Kadınlar arasında hamile olduğum haberi doğrulanmış gibi herkes rahatlamıştı. Gulazer Hala kızacak gibi bakarken Asmin yanıma oturup elimi tutmuştu. 

Bir sohbet dönüyordu. Asmin bekliyordu ki onu savunayım, onlardan taraf olayım. Anlamıyordum. Kafamı veremiyordum. Tuvalete gitme bahanesiyle çıktım aralarından. Mutfağa geçip oturdum. 

Civan’ı hiç görmüş müydüm konağa geldiğinde? Evlendiğimden beri görmemiştim, emindim. Düğün yemeğine bile gelmemişti. Konağın önüne kadar gelmişti bir defa. Memet’in arabasının çalındığı gündü. Ama içeri hiç geçmemiş, hemen gitmişti Memet’lerle. 

Daha öncesini hatırlamaya çalıştım. Yıllar öncesini hatırlamaya çalıştım. Şiyar’ı birkaç kez görmüş gibiydim. Civan yoktu. Berzan’ın adını bile çok az duymuştum. Civan’ı Nuşen’in yanında hiç görmemiştim. 

Bu kolyenin burada ne işi vardı o hâlde? 

Kaybetti demişlerdi. Burada unutma ihtimali var mıydı? Unutmuşsa Civan’ın odasına ne işi vardı? Öylesine bir köşeden, düşmüş gibi çıkmamıştı. Yatağın altına saklanmış gibiydi. 

Nuşen’in kolyesini neden sakladın Civan? Anlamını biliyor musun?
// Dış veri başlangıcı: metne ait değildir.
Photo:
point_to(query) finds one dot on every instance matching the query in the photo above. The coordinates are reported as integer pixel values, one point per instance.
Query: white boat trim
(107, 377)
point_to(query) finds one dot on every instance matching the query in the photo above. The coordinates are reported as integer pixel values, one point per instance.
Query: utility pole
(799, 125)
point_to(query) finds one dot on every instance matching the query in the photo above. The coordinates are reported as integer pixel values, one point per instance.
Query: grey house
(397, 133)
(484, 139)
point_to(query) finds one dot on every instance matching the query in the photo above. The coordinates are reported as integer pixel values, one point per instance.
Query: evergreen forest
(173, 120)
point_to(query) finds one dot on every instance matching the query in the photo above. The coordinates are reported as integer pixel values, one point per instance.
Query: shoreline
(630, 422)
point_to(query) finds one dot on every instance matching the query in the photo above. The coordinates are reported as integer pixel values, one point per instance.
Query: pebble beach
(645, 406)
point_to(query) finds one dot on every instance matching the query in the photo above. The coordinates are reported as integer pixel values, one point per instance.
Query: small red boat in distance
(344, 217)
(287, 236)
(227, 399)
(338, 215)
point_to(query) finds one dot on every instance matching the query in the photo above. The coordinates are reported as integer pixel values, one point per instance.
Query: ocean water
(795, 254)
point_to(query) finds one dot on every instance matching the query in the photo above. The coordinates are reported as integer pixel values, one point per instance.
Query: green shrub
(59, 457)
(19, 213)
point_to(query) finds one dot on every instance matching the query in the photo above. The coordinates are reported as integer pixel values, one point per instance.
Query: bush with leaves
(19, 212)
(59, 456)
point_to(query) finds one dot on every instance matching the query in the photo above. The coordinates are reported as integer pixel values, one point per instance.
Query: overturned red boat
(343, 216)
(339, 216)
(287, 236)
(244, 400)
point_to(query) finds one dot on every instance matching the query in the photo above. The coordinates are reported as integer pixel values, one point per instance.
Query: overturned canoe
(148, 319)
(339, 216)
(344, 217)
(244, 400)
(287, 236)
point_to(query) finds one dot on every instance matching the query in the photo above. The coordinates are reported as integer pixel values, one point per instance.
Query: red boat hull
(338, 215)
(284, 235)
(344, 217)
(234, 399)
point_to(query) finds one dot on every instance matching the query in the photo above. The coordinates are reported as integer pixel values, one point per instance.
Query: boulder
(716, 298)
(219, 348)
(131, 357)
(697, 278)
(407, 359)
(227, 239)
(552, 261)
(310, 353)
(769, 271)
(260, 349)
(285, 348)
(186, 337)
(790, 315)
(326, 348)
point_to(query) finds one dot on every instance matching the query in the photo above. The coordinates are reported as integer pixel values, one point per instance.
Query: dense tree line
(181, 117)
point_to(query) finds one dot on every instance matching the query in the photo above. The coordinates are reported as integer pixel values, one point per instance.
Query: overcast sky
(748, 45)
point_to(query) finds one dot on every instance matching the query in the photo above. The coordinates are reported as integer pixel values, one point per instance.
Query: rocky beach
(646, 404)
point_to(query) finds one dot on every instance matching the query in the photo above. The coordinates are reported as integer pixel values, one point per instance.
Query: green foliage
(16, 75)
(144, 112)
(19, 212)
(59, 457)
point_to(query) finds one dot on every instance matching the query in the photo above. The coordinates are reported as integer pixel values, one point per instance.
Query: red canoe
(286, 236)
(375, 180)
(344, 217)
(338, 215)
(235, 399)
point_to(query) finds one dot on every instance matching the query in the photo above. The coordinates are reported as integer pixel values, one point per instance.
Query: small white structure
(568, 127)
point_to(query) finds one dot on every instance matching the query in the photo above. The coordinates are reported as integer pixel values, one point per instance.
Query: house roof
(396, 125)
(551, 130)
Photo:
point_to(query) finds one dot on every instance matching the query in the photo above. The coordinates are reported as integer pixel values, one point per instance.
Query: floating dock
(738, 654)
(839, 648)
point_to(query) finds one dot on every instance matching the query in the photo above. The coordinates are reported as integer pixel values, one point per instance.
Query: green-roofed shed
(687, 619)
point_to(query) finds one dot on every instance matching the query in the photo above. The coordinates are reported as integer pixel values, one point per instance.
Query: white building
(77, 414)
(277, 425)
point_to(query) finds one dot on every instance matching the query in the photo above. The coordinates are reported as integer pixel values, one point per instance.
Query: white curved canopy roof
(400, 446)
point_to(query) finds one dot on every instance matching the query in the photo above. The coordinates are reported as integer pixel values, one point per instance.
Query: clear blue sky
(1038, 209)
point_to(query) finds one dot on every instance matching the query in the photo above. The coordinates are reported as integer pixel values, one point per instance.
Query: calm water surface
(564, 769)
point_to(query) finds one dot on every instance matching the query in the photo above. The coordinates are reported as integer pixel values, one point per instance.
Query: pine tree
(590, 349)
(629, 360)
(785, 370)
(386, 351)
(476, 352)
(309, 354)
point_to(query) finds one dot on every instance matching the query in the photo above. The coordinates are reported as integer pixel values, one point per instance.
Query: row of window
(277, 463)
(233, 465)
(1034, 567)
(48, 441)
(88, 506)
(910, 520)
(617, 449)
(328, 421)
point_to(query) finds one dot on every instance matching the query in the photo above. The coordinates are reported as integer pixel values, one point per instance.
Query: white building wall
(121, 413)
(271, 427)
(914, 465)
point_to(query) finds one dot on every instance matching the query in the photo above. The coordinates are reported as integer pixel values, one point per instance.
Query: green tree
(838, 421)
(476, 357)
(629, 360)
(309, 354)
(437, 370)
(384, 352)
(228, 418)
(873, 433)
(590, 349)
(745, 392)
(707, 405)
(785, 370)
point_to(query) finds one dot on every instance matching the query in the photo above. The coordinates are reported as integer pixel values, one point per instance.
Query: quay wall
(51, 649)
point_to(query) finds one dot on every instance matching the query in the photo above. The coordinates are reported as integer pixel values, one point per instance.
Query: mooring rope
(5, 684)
Elimi elbisemin üstünden kolyelere değdirdim. Birbirine değdikçe şıngırdadılar. Elimi gözüme vurdum akmasın diye. “Sen de gelsen ya Nuşen. Böyle ansızın. Kolyeni bulduğum gibi. Kıyıdan köşeden çıksan. Sarılırım sana. Bana bakmasan da sarılırım valla.”

Mutfağa bir tepsiyle kızlar girdiler. Hemen kalkıp buzdolabını açtım bir şey arar gibi. Orada yüzümü sildim. Açmışken bir tabak zeytinle geri döndüm. Asmin mutfağa girmişti. “Ben de diyorum beni kandırıp nereye gitti. Acıktınsa niye demiyorsun?”

Hemen bir ekmek getirip masaya bıraktı. “Ne anlatacağım sana. Otursana.”

Zeytin tabağıyla oturdum. İçeride kaçırdığım ne varsa en baştan anlattı bana. Çeyiz serilmesi onlarda olacaktı. O zamana kadar eksikleri belirlemeye çalışıyordu. Şiyar’a liste verecekti. Gözden kaçan birkaç bir şeyi eklettim. Arada zeytin yiyordum. Birkaç tane de o attı ağzına. Tabağı bitirdik. İçeriden Gulazer hala çağırınca oraya sürükledi beni. Ayıp olmasın diye bu defa sohbete katılmaya çalıştım. Hayret ki kız tarafına katıldım diye kızmadı hala bana. Biraz kulak arkasına atacak gibiydi bu akşam beni. Yüz bulacak gibiydim ben de. Asmin’in gönlünde ne varsa benim fikrim gibi attım ortaya. Asmin fısıldadıkça ekledim bir şeyler. Ta ki hala sonunda Asmin’i bana fısıldarken yakalayıp şeker tabağından aldığı birkaç şekerlemeyi bize fırlatana kadar. Kızlar bize gülerken biz şekerlemeleri toplayıp halanın tabağına geri attık. Bu defa attık diye kızdı. O atınca normaldi biz atınca nimet. 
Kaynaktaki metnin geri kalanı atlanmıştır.